Doug Protsik has played music all his life since starting piano lessons at age five. In high school and college he developed an interest in folk music and guitar. After moving to Maine in 1971, he began studying and playing traditional music from New England, adding fiddle, accordion, and country-dance calling to his repertoire. He has performed throughout the United States at folk festivals, concerts, and dances. Doug has also traveled and performed in Europe and spent seven months touring the world learning and exploring the traditional music in countries such as Indonesia, Thailand, and Nepal.
Doug also composes, performs, and records old-time piano scores for silent movies and was commissioned to produce 12 new old-time piano scores for silent movie restoration projects that were broadcast on Turner Classic Movies. In 2008, working with the U.S. Embassy in Ashgabat, he was asked to participate in the first Turkmenistan International Movie Festival by composing a special silent movie orchestral score for professional Turkmen musicians with whom he performed at the festival.
Teaching at a variety of academic levels and providing educational programs to schools and summer camps is another aspect of Doug’s musical work. He has been designated Master Old-Time Fiddler by the Maine Arts Commission and received numerous grants in their apprenticeship program to mentor aspiring fiddlers. As Director of Maine Fiddle Camp, he has produced 12 annual fiddle tune collections with sheet music and accompanying CD’s to facilitate the learning of traditional tunes at camp. Some of the collections and documentary videos he has also produced can be accessed on the website www.mainefiddlecamp.org.
Doug was chosen to select and lead a contingent of fiddlers from Maine for the NPR radio program Prairie Home Companion broadcast live from Bangor, Maine, May 3, 2008:  http://prairiehome.publicradio.org/programs/2008/05/03/
Doug composes and arranges for Old Grey Goose International’s collaborations with other musicians and is a full-time musician, music educator, and concert and program producer based in Maine.

Doug Protsik photo

Eric Rolfson: guitar, mandolin, harmonica and upright bass

Eric grew up in France where he began playing rock and roll music in the mid-1960’s, influenced by the British and American bands of the period. His mother bought him a banjo as a high-school graduation present. He took it with him to Maine in 1969 where he also discovered the mandolin and began playing the traditional music of the region. While teaching in Europe, he wrote a textbook on how to use folksong in the classroom to teach American History and Social Studies. “Folksongs bring history to life,” Rolfson explained. “Because these songs tell a story, you quickly get to the essence of the drama. Live performance, which has immediate emotional impact for students, also helps them retain detail,” Rolfson noted. Rolfson currently works at the University of Maine as vice president for development.

Eric Rolfson photo

Bennett Konesni: guitar, banjo and upright bass

Bennett Konesni was raised in Maine and was naturally drawn into the strong communities of old-time music, sailing, and farming in the area.  At thirteen he shipped as a deckhand aboard local schooners, sailing Penobscot Bay and learning the traditional work songs of the tall ships as he raised sails and hauled anchor.  Later, at Middlebury College, Bennett co-founded the student farm and spent six months studying Zulu farming songs in South Africa.  He was awarded a Thomas J Watson fellowship to spend a postgraduate year in Tanzania, Ghana, Mongolia, Vietnam, Switzerland, and Holland studying worksongs of sea, field and steppe. This included 9 weeks of research in Khovd Aimag, Mongolia.  

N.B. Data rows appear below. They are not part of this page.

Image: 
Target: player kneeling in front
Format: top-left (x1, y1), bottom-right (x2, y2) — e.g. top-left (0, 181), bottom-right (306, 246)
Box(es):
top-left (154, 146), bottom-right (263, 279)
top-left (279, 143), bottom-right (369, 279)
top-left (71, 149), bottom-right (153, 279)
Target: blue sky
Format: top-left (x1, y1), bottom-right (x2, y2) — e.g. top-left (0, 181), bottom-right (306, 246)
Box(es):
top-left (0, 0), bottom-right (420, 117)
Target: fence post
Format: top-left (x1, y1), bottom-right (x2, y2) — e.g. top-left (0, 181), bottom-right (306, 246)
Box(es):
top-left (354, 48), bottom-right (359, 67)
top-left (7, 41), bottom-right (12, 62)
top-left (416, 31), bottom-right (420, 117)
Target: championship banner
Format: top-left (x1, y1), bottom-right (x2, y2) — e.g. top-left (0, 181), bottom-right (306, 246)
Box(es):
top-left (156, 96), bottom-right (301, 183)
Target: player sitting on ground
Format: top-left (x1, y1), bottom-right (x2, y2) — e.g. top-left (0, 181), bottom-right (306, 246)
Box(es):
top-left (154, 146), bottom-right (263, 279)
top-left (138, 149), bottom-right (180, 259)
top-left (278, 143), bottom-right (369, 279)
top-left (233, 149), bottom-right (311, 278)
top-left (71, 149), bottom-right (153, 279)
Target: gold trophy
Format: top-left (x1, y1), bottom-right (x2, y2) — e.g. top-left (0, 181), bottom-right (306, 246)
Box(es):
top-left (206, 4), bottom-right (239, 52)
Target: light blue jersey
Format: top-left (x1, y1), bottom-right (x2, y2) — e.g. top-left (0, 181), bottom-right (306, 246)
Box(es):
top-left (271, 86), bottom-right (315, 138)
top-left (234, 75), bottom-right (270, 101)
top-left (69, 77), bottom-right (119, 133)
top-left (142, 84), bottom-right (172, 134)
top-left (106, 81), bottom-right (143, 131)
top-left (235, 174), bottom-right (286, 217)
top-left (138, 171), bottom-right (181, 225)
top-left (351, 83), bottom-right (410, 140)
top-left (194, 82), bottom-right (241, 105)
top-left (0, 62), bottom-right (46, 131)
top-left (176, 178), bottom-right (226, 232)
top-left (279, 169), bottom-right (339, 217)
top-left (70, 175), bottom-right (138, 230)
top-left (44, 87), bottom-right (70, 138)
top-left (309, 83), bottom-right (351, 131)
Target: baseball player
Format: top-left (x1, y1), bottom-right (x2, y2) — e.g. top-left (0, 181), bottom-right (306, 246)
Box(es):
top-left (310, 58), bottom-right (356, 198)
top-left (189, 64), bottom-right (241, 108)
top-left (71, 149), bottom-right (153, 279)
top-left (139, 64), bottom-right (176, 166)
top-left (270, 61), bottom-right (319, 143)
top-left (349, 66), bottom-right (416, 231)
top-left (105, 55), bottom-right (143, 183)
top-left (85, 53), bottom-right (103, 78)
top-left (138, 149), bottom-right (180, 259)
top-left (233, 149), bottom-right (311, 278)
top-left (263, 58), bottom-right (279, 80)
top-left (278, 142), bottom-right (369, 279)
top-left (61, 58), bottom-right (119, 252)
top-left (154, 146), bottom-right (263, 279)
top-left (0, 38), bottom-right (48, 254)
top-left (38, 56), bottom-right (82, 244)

More recently Bennett co-founded Sylvester Manor, a 243-acre educational farm on Shelter Island, NY.  In addition to long-range strategic planning and outreach for the organization, his roles include teaching worksongs to the farm crew and directing the annual fall festival “Plant & Sing”, which brings the community to the farm to complete two week’s worth of garlic shucking and planting in a single morning, all while singing.  Bennett has given a Ted talk about his work, and speaks, teaches, and performs regularly throughout North America individually and as parts of several bands.  He and his wife Edith are building a homestead of their own in Belfast, Maine.